Government also needs to introduce a package of financial support for decarbonisation projects that matches those offered to projects in the US, EU and other competitor countries. If not, we will see more imports of higher carbon fuels, which will increase overall global emissions. Failure to act would also lead to the loss of UK jobs and risk security of supply.

See the full report here: Fixing the Carbon Leak

Industrial decarbonisation 

Foundation industries such as cement, glass and the downstream sectors continue to be significant producers of CO2 as a by-product in the UK and abroad. The products the downstream sector makes - heating oil, bitumen, plastics and even petroleum coke for electric vehicle batteries - will be needed during the transition and beyond. Only with large investments in carbon abatement technologies will the challenge of CO2 emissions be overcome.

The downstream sector in the UK is involved in a range of low and zero carbon industrial cluster projects, from HyNet Northwest (pictured) to the South Wales Industrial Cluster and the Northern Endurance Partnership – all which will use different forms of hydrogen and carbon capture technology to decarbonise heavy industries.


Sustainable Aviation Fuels

Jet fuels can be made with lower lifecycle GHG emissions, and Sustainable Aviation Fuels (SAFs) are already being deployed in some markets.
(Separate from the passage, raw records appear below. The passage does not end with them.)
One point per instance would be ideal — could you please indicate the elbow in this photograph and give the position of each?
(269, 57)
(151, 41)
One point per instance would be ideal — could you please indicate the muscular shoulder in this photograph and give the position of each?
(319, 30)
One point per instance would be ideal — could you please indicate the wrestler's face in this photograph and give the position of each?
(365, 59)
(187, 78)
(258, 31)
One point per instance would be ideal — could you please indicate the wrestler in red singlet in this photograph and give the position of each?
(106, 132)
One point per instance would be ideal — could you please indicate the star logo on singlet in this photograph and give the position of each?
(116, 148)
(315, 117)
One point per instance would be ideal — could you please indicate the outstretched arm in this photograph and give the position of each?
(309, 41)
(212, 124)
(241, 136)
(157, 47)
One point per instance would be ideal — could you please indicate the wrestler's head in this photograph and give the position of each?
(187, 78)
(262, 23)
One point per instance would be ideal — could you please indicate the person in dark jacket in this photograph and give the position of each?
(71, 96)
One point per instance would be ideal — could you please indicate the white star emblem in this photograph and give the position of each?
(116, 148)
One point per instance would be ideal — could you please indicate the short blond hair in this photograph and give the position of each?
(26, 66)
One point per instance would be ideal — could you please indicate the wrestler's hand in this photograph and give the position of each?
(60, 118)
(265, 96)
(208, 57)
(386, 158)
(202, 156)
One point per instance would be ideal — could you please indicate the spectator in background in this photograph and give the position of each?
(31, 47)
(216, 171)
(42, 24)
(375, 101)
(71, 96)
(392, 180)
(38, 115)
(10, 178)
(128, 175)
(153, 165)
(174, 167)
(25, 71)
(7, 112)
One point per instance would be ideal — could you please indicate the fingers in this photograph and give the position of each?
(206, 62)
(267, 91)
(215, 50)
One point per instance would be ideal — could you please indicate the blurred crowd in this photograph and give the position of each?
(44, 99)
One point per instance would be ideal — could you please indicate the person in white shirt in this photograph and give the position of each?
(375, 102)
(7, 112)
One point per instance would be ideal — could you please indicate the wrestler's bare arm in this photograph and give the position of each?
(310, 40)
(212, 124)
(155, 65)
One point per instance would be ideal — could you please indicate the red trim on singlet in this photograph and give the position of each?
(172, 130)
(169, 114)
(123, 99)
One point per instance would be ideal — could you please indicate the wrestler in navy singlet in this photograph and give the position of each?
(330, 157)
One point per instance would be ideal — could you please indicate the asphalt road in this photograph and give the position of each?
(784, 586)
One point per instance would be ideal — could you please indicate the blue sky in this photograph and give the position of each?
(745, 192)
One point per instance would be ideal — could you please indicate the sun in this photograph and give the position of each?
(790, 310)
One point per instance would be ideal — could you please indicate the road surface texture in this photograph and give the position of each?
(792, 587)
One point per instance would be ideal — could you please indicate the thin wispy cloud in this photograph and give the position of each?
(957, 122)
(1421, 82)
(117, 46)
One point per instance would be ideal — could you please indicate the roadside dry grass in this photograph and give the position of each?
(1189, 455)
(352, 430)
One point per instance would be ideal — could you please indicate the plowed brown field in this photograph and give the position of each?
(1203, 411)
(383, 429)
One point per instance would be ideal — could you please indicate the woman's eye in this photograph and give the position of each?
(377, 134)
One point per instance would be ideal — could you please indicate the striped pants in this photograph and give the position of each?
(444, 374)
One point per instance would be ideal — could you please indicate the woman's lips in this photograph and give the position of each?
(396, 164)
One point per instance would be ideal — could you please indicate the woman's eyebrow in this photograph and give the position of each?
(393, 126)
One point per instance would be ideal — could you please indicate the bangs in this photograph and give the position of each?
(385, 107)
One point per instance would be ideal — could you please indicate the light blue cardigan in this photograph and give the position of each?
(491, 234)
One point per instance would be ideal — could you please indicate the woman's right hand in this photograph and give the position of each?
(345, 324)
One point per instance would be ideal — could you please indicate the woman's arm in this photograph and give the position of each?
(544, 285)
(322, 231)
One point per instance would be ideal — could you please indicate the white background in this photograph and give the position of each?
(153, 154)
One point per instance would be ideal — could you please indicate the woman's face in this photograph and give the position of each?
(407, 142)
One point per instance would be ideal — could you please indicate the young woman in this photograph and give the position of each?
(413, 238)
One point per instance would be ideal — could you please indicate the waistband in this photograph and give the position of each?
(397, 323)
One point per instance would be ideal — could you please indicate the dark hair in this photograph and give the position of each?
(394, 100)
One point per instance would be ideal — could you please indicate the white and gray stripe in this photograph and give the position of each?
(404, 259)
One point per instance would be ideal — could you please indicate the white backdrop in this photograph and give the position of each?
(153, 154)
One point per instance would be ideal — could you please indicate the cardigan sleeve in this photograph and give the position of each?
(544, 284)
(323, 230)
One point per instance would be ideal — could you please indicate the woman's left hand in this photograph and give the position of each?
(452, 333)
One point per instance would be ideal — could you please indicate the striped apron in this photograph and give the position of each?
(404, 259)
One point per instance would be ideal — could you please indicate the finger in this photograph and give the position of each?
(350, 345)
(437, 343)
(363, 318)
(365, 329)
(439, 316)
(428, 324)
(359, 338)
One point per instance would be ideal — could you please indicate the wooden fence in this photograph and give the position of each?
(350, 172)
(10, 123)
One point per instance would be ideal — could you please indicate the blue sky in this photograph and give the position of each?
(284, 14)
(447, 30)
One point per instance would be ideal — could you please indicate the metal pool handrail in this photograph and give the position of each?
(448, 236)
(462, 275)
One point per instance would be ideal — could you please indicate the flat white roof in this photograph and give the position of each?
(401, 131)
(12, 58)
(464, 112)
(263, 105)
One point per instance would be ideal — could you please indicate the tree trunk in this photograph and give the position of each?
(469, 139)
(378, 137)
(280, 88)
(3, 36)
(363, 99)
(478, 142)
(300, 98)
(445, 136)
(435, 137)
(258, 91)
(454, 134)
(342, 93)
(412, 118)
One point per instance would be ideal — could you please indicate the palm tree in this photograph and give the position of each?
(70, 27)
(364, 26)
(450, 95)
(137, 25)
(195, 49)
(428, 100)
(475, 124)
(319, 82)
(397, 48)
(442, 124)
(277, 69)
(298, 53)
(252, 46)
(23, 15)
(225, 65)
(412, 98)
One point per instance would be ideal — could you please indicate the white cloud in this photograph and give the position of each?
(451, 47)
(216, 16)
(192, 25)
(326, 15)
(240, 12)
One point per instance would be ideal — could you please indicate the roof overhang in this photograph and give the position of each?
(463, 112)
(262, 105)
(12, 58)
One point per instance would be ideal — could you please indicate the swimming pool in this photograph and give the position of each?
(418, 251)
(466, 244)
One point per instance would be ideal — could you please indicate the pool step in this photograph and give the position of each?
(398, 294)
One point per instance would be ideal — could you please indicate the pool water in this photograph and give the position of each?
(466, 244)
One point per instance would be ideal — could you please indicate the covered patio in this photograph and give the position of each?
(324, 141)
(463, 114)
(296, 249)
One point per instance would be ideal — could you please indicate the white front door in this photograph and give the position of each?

Their use is expected to rapidly grow as the sector seeks to further decarbonise. SAFs are likely to the be only option for decarbonising flights longer than approximately 2,000 miles and, as such, investment in R&D and considerations of supply chain matters should begin now.

Two SAF production plants are planned, with the UK acting global leader in this space. The Altalto waste-to-fuels plant – a joint venture between British Airways and Velocys – is likely to be built in Immingham, North Lincolnshire, and Fulcrum BioEnergy also have announced new plant planned near the Stanlow refinery in the Northwest, which is expected to open in late 2025.

Transport decarbonisation 

Development of new and deployment of existing technologies can replace fossil fuel use in transport over time. But each technology will have challenges to overcome, with some being better suited to certain uses than others.

The world can continue to build on energy efficiency improvements in engines, motors, fuel cells and batteries. This can be supported with behavioural and routing changes. Such changes that improve the efficient use of energy in transport and, therefore, lower emissions include Mobility as a Service (MaaS), use of blockchain, Micromobility, Platooning, Connected Autonomous Vehicles (CAV), and Hyper-proximity or planned cities.

Ukpia Mobility Graphic Elements11

A just transition

The just transition is crucial to meeting net zero – both in making the best use of today’s workforce, innovation and skills to develop clean industries across the globe and ensuring nobody is left behind by the energy transition.

Science, technology, engineering, and mathematics (STEM) are crucial to the modern economy and will be critical in the energy transition. Not only should emphasis be placed on school-aged students to consider a career in STEM, but the skills of the fossil fuel energy workforce should be tapped for the transition into new technologies such as hydrogen, which the downstream workforce has worked safely with for generations.

The UK can also be a global leader by exporting knowledge gained in the energy transition to the developing world, which is disproportionately affected by the impacts of climate change. This can be done jointly by government and industries, using international development programmes, investment in clean energy projects and support in financing local initiatives.